Kami menyerah ketika jalan yang ditunjukan tidak lagi masuk akal. Makin meyakinkan ketika Bapak bertanya pada orang sekitar yang mengiyakan bahwa jalan yang ditujukan peta tidak mudah untuk mobil. Kami diarahkan untuk mengikuti jalan aspal saja.
Bapak sebagai pengendali kemudi mengiyakan. Apakah jalan ini akan berhasil? Perjalananya ternyata masih lumayan panjang. Semakin naik, semakin naik dan tidak juga menemukan apa yang dicari. Di sela itu, saya juga berdoa, "semoga menjadi hamba yang beruntung, ketika sampai tujuan mohon diizinkan untuk melihat karya indahMu." Aamiin. Saya malah lupa untuk dilancarkan jalan menujunya.
Sampai akhirnya kami harus bertanya lagi ke orang kedua di drama perjalanan ini. Orang yang menyarankan kami untuk melewati jalan tak beraspal, yang katanya akan memangkas jarak dan waktu lebih singkat. Lagi-lagi kami memilih mengiyakan saja.

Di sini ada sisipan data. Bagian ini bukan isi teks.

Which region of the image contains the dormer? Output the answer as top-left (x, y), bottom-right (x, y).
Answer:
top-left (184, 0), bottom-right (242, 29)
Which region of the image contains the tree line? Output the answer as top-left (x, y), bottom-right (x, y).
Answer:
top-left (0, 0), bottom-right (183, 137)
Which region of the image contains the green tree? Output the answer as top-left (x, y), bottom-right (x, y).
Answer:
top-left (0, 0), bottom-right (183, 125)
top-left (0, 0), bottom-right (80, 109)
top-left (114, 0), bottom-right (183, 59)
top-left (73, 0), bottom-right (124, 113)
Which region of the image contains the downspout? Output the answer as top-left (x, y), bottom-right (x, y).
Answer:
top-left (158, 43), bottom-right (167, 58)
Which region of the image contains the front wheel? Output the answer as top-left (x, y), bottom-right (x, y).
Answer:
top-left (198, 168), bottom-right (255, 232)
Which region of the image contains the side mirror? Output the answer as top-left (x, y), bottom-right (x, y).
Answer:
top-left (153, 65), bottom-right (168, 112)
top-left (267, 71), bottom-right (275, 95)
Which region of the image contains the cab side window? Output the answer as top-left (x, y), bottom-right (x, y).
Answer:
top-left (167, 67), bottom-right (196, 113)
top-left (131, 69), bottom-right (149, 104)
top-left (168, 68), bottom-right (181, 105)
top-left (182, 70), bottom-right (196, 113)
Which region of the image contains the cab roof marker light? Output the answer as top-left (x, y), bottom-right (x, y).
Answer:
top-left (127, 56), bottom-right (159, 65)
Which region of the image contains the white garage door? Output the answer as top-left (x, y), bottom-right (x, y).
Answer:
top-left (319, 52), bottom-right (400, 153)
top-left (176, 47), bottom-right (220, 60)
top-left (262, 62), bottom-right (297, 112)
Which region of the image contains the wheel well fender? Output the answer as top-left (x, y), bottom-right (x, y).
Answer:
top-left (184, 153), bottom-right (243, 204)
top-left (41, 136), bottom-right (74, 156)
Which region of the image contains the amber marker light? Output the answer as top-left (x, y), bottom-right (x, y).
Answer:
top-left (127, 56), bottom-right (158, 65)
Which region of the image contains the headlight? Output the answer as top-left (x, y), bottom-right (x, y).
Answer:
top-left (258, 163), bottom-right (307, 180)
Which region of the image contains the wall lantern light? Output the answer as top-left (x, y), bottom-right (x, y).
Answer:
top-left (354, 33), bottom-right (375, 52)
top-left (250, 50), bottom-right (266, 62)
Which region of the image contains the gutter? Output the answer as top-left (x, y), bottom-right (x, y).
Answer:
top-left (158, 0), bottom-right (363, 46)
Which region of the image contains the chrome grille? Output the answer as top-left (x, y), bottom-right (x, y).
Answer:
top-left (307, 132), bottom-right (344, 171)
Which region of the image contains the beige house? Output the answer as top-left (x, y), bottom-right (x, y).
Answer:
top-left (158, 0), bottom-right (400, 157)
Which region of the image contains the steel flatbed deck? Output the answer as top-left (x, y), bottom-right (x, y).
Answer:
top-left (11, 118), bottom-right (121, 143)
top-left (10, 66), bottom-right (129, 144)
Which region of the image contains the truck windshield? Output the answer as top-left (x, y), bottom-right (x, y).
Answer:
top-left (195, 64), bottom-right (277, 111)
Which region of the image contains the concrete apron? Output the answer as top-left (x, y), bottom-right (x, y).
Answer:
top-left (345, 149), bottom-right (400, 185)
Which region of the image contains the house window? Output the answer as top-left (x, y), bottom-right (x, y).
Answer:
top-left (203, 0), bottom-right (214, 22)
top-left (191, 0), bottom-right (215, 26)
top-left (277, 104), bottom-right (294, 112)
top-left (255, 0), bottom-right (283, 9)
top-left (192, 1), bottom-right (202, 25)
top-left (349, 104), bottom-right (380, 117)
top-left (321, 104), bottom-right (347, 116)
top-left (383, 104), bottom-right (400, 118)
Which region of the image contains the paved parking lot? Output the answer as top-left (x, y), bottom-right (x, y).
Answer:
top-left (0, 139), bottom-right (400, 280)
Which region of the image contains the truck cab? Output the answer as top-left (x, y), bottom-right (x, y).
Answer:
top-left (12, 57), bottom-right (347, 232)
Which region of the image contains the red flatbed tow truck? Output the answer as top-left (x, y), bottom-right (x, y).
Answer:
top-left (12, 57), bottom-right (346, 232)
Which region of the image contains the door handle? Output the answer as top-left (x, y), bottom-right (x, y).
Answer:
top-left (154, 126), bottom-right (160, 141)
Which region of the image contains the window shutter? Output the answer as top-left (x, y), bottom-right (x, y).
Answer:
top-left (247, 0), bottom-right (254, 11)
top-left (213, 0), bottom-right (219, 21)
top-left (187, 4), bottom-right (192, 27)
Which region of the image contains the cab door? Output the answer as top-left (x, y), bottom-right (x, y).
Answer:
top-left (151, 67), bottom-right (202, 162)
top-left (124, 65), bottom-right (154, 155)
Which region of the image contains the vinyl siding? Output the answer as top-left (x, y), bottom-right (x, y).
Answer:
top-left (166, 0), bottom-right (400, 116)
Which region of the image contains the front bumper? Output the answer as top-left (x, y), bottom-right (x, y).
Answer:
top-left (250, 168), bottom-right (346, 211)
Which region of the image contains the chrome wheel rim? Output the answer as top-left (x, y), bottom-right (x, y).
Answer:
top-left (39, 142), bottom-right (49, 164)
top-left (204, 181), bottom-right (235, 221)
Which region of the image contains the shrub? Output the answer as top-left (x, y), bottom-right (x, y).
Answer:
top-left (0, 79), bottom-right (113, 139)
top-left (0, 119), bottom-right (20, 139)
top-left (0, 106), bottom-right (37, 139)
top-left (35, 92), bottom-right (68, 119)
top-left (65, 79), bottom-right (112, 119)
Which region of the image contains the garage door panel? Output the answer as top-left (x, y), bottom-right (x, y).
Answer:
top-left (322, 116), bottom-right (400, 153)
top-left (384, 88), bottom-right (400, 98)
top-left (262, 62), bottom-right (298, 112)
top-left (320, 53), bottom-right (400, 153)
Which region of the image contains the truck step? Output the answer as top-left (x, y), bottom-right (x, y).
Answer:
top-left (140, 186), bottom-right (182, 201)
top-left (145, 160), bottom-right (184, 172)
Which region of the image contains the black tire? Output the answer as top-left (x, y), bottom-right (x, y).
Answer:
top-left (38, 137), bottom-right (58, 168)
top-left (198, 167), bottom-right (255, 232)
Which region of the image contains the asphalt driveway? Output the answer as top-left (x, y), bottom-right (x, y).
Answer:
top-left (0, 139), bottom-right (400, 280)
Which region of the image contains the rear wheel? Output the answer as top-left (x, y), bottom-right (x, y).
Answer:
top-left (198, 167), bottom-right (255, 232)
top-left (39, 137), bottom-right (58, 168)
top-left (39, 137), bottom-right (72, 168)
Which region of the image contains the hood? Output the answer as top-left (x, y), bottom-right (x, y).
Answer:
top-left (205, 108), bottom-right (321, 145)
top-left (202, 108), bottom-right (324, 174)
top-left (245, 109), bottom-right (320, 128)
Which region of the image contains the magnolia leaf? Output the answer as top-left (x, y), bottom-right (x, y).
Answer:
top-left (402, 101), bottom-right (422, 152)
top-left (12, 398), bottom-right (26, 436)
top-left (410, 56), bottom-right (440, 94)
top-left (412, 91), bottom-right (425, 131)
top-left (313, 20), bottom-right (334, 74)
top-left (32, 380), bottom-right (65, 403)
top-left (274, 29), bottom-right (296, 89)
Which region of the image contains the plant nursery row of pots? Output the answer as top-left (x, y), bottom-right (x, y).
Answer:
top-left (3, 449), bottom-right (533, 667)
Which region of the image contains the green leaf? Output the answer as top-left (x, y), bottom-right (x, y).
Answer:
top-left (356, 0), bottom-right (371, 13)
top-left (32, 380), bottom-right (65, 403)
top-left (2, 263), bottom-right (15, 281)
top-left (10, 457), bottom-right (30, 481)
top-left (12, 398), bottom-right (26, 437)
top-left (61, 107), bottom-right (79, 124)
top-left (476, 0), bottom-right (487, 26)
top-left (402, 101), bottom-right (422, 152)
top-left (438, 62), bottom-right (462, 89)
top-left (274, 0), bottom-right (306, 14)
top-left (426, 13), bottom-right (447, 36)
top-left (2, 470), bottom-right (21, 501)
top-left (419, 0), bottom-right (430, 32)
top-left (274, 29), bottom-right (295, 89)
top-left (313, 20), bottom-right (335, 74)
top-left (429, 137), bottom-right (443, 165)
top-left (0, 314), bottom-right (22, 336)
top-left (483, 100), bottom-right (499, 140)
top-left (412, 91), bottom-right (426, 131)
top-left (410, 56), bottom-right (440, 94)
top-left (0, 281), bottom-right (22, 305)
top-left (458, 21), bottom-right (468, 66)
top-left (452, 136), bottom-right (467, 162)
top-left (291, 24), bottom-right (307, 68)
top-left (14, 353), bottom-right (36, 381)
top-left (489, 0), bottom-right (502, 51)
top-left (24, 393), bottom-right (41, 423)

Apakah setelah itu mulus? Tidak. Sampai kami meyakinkan diri dengan bertanya pada seorang paruh baya. Yang awalnya sempat saya ragu, ternyata yakin tahu. Lega. Tak lama tujuan memang sudah ada di depan mata. Benar-benar GPS paling akurat adalah Gunakan Penduduk Sekitar.
Di Senja Pagi, Alam sedang Berbaik Hati
Sepanjang perjalanan, cuaca agak mendung. Hal yang membuat khawatir ketika berkunjung ke tempat yang mengandalkan keindahan alam. Seperti indahnya alam di lokasi. Dan Tuhan baik sekali.
Meski mendung, penampakan alam di Senja Pagi cukup terlihat. Seperti yang disuguhkan di media sosial. Saya merasa beruntung, walau ada nyasarnya.
Sebelum menuju ke roof top, saya mampir dulu untuk memesan beberapa makanan. Soal harga masih wajar, soal rasa juga bisa diterima. Pesanan akan diantarkan sesuai nomor meja yang kita dapat. Pembayaran dilakukan ketika kita sudah selesai. Sesederhana itu.
Saya memilih katsu, Bapak dengan nasi goreng, Mama ingin mi goreng. Tidak lupa dengan camilan kentang goreng dan mendoan untuk sharing. Minuman? Ada jus jambu, susu jahe, dan milkshake cokelat terpampang di meja. Total tidak sampai 200ribu.